En interfaçant un tel campus avec l'Internet via un routeur qui effectue la translation d'adresses réseau (qui « natte »), on peut changer le plan d'adressage interne et utiliser des adresses non uniques et non routées sur Internet (cf. RFC 1918).

Réseau avec NAT : les adresses des hôtes sont des adresses réutilisables. Le routeur de bordure fait la translation d’adresse. On notera que la modification du plan d’adressage alloue désormais un réseau /16 par sous-réseau, s’affranchissant de la limite des 254 adresses possibles avec un /24.

On n’assignera que quelques centaines d’adresses à l’ensemble des adresses externes de la NAT, sachant que les imprimantes (et certains autres équipements) n’ont pas besoin de communiquer avec l’extérieur de façon permanente (donc, leurs adresses n’ont pas besoin d’être translatées).

La NAT permet donc de diminuer significativement le nombre d'adresses IP uniques utilisées.

2. Implémentation de la translation d'adresse

Pour faire correspondre les adresses internes avec un groupe d’adresses externes, on se sert d’une table. Celle ci contient des paires (adresse interne, adresse externe (translatée)). Quand une machine sur le réseau interne émet une trame qui traverse le routeur chargé de la translation, l’adresse source est remplacée dans l’en-tête du paquet TCP/IP par une adresse IP externe qui lui correspond. Le remplacement inverse se fait quand l’adresse de destination d’une trame envoyée depuis l’extérieur doit être translatée vers l’adresse IP qui lui correspond sur le réseau interne.

Aussi, il est possible de réutiliser une entrée dans la table de correspondance de la NAT si aucun trafic avec les adresses de la paire n'a traversé le routeur pendant un certain temps (paramétrable).

IP interne IP externe Durée (s) Réutilisable ?
10.101.10.20 193.48.100.174 1200 non
10.100.54.271 193.48.101.8 3600 oui
10.100.0.89 193.48.100.46 0 non


Voici par exemple une table de NAT simplifiée. On supposera qu'une entrée pourra être reclamée si la translation n'a pas été utilisée depuis plus de 3 600 secondes.

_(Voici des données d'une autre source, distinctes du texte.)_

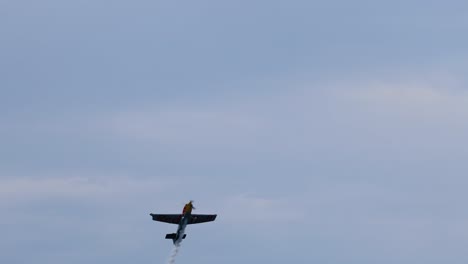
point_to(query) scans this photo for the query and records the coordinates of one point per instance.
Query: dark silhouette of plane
(184, 219)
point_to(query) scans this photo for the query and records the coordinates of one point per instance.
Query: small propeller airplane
(184, 219)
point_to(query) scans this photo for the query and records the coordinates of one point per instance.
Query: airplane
(184, 219)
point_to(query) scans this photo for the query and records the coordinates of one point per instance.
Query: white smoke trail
(174, 253)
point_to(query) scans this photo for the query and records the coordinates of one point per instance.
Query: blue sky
(319, 131)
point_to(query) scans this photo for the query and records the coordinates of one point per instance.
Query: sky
(319, 131)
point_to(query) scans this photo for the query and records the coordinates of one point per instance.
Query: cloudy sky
(318, 131)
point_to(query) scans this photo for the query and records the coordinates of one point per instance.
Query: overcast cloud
(327, 132)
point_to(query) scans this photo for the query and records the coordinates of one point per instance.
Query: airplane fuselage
(181, 228)
(182, 220)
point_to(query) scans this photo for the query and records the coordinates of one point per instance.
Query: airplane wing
(167, 218)
(197, 219)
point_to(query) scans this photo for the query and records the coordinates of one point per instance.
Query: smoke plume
(174, 253)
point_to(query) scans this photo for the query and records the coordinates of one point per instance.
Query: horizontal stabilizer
(173, 236)
(170, 236)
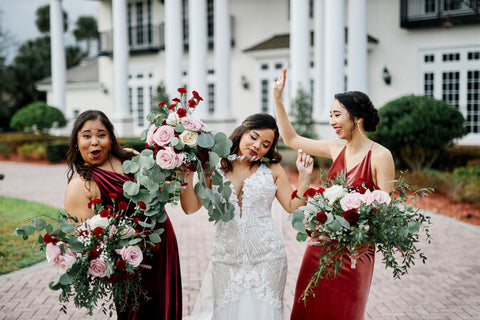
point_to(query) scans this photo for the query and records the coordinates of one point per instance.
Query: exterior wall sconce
(387, 77)
(245, 83)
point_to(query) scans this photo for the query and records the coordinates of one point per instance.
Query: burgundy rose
(321, 217)
(294, 194)
(142, 205)
(351, 216)
(122, 205)
(181, 112)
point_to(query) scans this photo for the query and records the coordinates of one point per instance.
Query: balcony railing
(444, 13)
(146, 38)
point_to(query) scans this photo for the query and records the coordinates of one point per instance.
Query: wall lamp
(387, 77)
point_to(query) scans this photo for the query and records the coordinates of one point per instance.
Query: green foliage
(38, 116)
(301, 115)
(416, 128)
(14, 252)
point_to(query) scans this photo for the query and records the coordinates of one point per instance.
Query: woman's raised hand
(279, 85)
(304, 163)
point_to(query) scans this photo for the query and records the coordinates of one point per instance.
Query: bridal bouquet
(101, 259)
(342, 218)
(178, 142)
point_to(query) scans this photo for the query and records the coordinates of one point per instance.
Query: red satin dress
(163, 281)
(344, 297)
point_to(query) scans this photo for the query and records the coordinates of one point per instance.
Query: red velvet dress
(344, 297)
(162, 282)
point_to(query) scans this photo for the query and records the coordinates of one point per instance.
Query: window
(428, 84)
(211, 98)
(473, 101)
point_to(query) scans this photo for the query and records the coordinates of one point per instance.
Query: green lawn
(15, 253)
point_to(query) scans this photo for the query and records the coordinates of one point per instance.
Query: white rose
(334, 192)
(173, 119)
(97, 221)
(189, 138)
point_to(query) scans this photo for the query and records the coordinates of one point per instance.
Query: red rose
(104, 213)
(181, 112)
(310, 192)
(351, 216)
(197, 96)
(321, 217)
(294, 194)
(120, 265)
(191, 103)
(97, 231)
(122, 205)
(47, 238)
(142, 205)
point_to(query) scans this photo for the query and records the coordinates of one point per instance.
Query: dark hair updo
(258, 121)
(359, 105)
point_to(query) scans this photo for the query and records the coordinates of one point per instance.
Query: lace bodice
(248, 253)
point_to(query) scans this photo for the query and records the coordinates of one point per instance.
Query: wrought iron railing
(444, 13)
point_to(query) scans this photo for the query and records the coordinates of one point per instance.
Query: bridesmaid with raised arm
(95, 171)
(362, 160)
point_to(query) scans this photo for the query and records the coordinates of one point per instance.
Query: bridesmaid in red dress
(362, 160)
(95, 170)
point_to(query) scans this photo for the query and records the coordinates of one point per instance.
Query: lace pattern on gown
(248, 254)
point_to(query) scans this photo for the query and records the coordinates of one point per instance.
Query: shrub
(416, 128)
(38, 116)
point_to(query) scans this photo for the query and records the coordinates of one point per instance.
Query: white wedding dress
(247, 272)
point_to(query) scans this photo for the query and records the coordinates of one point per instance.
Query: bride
(247, 272)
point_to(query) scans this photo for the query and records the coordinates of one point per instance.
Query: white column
(319, 71)
(120, 68)
(57, 55)
(222, 47)
(173, 46)
(198, 52)
(357, 45)
(334, 51)
(299, 46)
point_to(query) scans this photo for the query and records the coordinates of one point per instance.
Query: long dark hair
(359, 105)
(75, 161)
(255, 121)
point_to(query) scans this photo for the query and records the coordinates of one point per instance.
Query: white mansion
(231, 51)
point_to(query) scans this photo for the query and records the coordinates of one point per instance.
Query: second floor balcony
(438, 13)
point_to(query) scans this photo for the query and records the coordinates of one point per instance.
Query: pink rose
(53, 253)
(98, 268)
(167, 159)
(150, 133)
(131, 254)
(381, 196)
(66, 261)
(163, 135)
(192, 124)
(351, 201)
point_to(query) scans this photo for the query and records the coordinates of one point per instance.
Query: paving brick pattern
(446, 287)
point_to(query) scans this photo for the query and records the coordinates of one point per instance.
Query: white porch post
(319, 71)
(357, 45)
(334, 51)
(123, 121)
(299, 46)
(222, 42)
(57, 55)
(173, 46)
(198, 52)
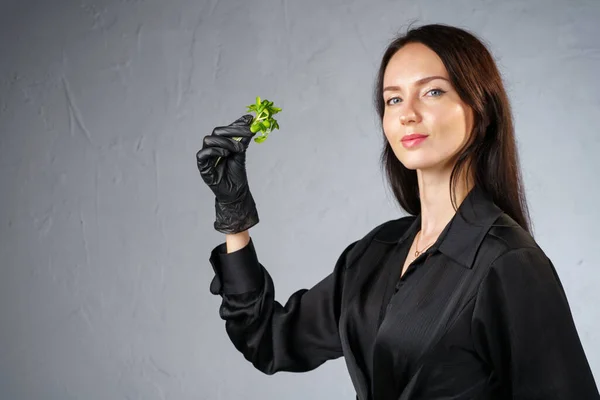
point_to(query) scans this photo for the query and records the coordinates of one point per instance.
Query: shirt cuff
(237, 272)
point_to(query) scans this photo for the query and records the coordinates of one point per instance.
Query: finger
(216, 141)
(243, 120)
(229, 131)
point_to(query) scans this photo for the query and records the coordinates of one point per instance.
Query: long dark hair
(492, 148)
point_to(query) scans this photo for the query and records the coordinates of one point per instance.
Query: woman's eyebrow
(419, 82)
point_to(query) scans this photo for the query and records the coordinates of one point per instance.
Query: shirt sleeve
(298, 336)
(524, 330)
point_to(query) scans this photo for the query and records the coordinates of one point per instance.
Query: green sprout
(263, 122)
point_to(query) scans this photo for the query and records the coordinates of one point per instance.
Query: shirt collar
(461, 237)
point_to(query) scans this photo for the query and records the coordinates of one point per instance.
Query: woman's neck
(436, 204)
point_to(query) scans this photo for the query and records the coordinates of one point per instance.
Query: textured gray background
(106, 227)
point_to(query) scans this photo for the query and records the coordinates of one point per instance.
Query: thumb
(243, 120)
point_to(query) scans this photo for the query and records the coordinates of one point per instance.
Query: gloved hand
(234, 205)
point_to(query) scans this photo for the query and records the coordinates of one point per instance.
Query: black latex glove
(234, 205)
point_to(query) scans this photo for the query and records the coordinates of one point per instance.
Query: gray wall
(106, 227)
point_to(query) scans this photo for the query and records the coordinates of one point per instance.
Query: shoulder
(386, 233)
(392, 230)
(515, 250)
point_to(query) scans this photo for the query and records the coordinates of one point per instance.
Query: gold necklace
(417, 252)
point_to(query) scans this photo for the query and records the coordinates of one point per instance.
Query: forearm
(237, 241)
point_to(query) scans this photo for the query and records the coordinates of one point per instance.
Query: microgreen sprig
(263, 122)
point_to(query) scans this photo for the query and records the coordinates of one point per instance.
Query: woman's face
(419, 99)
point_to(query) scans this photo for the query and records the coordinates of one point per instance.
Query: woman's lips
(413, 140)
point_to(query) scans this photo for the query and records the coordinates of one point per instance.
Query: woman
(455, 301)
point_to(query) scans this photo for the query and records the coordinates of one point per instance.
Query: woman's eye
(440, 91)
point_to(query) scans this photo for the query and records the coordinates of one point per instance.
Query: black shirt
(481, 314)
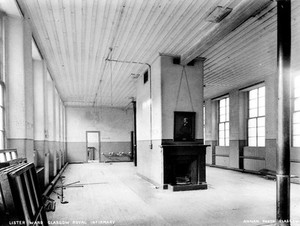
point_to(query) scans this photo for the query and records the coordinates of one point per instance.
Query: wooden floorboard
(112, 194)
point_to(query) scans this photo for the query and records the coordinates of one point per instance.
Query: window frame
(226, 123)
(256, 118)
(294, 111)
(2, 106)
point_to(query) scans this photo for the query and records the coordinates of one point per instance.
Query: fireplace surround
(184, 166)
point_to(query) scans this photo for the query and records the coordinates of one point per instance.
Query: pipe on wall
(284, 111)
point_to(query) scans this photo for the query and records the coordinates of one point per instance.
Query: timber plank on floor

La première ligne indique que l’adresse IP interne 10.101.10.20 est translatée en 193.48.100.174 quand la machine qui possède cette première adresse converse avec le monde extérieur. Elle n’a pas émis de paquet depuis 1200 secondes, mais la limite étant 3600, cette entrée dans la table lui est encore assignée. La deuxième machine est restée inactive pendant plus de 3600 secondes, peut-être parce qu’elle est éteinte : une autre machine peut alors reprendre cette entrée (la translation d’adresse pour celle-ci sera effectuée par une modification de la première colonne, puisque cette machine n’aura pas la même adresse IP interne). Enfin, la troisième et dernière machine est actuellement en conversation avec l’extérieur, la valeur du champ Durée étant égale à 0.

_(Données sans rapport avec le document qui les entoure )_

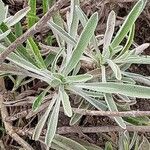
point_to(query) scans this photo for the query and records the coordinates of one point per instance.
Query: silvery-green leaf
(110, 87)
(141, 48)
(83, 42)
(67, 143)
(134, 59)
(3, 35)
(112, 107)
(40, 125)
(115, 50)
(145, 145)
(73, 19)
(109, 32)
(108, 146)
(88, 145)
(52, 123)
(37, 102)
(115, 69)
(54, 63)
(130, 20)
(100, 105)
(84, 19)
(66, 103)
(79, 78)
(36, 53)
(133, 141)
(129, 40)
(76, 117)
(137, 77)
(16, 59)
(2, 11)
(62, 33)
(18, 16)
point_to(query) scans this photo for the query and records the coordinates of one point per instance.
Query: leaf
(3, 35)
(108, 146)
(52, 124)
(66, 103)
(37, 102)
(129, 40)
(18, 29)
(32, 13)
(2, 11)
(119, 88)
(67, 143)
(128, 23)
(109, 31)
(141, 48)
(17, 17)
(112, 107)
(84, 19)
(20, 49)
(134, 59)
(40, 125)
(54, 63)
(74, 21)
(87, 145)
(36, 53)
(115, 69)
(45, 5)
(76, 117)
(27, 65)
(85, 38)
(62, 33)
(78, 78)
(145, 145)
(100, 105)
(137, 77)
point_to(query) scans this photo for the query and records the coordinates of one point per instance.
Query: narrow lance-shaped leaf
(108, 146)
(100, 105)
(79, 78)
(32, 13)
(129, 40)
(112, 107)
(84, 19)
(2, 11)
(115, 69)
(3, 35)
(62, 33)
(85, 38)
(141, 48)
(76, 117)
(42, 121)
(67, 143)
(109, 31)
(52, 124)
(37, 102)
(36, 53)
(74, 19)
(66, 103)
(135, 59)
(53, 67)
(18, 16)
(130, 20)
(120, 88)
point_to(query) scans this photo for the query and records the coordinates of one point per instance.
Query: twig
(2, 147)
(8, 126)
(111, 113)
(29, 113)
(99, 129)
(33, 30)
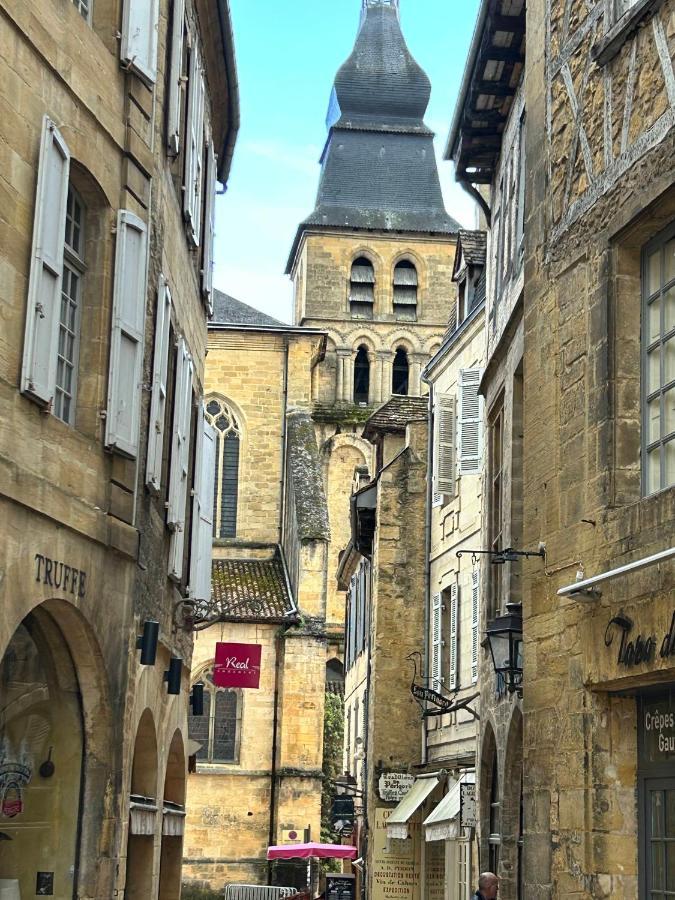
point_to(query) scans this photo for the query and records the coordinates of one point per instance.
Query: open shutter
(160, 368)
(175, 78)
(126, 342)
(38, 375)
(437, 642)
(470, 422)
(194, 148)
(444, 447)
(180, 459)
(475, 611)
(209, 227)
(140, 22)
(202, 516)
(454, 658)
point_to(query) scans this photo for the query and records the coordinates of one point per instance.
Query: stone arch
(144, 815)
(69, 699)
(511, 807)
(173, 821)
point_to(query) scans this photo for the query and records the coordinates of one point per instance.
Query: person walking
(488, 887)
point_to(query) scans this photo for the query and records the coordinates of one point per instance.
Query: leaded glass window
(226, 494)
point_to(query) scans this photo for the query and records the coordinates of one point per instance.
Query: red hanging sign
(237, 665)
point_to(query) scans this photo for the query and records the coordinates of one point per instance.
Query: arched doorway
(173, 822)
(143, 812)
(41, 758)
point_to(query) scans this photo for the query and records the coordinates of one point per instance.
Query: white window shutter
(140, 23)
(437, 642)
(175, 78)
(194, 148)
(160, 366)
(444, 446)
(470, 422)
(454, 659)
(209, 227)
(475, 613)
(202, 516)
(38, 375)
(126, 343)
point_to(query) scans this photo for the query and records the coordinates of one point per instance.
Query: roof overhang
(491, 78)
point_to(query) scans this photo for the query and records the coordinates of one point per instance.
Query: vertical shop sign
(237, 665)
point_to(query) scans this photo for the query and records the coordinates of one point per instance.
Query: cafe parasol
(312, 851)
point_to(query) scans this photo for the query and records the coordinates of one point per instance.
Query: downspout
(427, 549)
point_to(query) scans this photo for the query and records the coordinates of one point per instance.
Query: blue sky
(287, 56)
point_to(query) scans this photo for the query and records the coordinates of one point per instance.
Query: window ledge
(606, 49)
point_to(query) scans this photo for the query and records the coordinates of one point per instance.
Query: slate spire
(379, 168)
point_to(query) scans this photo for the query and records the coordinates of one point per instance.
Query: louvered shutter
(470, 422)
(126, 343)
(194, 148)
(475, 612)
(38, 375)
(454, 627)
(444, 446)
(140, 22)
(175, 78)
(160, 368)
(437, 642)
(202, 516)
(209, 227)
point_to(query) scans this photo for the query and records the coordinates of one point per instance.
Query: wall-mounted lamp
(173, 675)
(197, 699)
(505, 639)
(147, 643)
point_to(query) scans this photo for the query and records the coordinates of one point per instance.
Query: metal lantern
(505, 638)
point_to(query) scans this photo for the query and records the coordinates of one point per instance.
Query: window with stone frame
(658, 362)
(228, 444)
(218, 731)
(70, 314)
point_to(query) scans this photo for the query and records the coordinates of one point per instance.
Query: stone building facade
(598, 478)
(258, 778)
(117, 121)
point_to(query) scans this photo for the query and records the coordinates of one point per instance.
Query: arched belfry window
(226, 491)
(361, 376)
(405, 291)
(401, 373)
(362, 289)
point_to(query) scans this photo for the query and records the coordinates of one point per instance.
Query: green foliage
(333, 733)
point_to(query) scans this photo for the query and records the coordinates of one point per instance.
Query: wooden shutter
(126, 343)
(475, 614)
(175, 78)
(444, 447)
(470, 422)
(437, 642)
(140, 22)
(202, 516)
(209, 227)
(194, 147)
(160, 368)
(454, 628)
(38, 375)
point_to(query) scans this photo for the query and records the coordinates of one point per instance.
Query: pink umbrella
(312, 851)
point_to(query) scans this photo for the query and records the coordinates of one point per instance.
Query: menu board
(340, 887)
(395, 866)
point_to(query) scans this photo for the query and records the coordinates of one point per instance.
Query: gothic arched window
(362, 289)
(218, 730)
(405, 291)
(226, 493)
(401, 373)
(361, 376)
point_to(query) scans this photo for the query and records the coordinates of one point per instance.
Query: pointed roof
(379, 170)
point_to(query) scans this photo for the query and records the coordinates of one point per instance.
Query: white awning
(443, 823)
(397, 823)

Actuellement, la plupart des firewalls et routeurs autorisent l’utilisation de la translation d’adresses selon ce schéma. La NAT est ainsi utilisée, par exemple, par les abonnées à l’ADSL qui connectent plusieurs ordinateurs à Internet via une ligne unique.

3. Bénéfices de la NAT

Les adresses « internes » peuvent être choisies parmi les adresses définies dans la RFC 1918. Ainsi, plusieurs sites peuvent avoir le même adressage interne et communiquer entre eux en utilisant ce mécanisme. Étant donné que les adresses internes sont réutilisées sur plusieurs sites, une économie substancielle d'adresses IP est réalisée : leur nombre (en IPv4) est limité.

On peut également par ce biais utiliser moins d'adresses dans l'ensemble des adresses translatées que d'adresses IP à l'intérieur du réseau, du moins si un mécanisme permettant de récupérer les adresses inutilisées après un certain temps est disponible. Plus précisément, si une entrée dans la table des translations n'est pas utilisée pendant un certain temps (paramétrable), cette entrée peut-être réutilisée : une autre machine avec une adresse « interne » différente va alors utiliser la même adresse externe pour communiquer.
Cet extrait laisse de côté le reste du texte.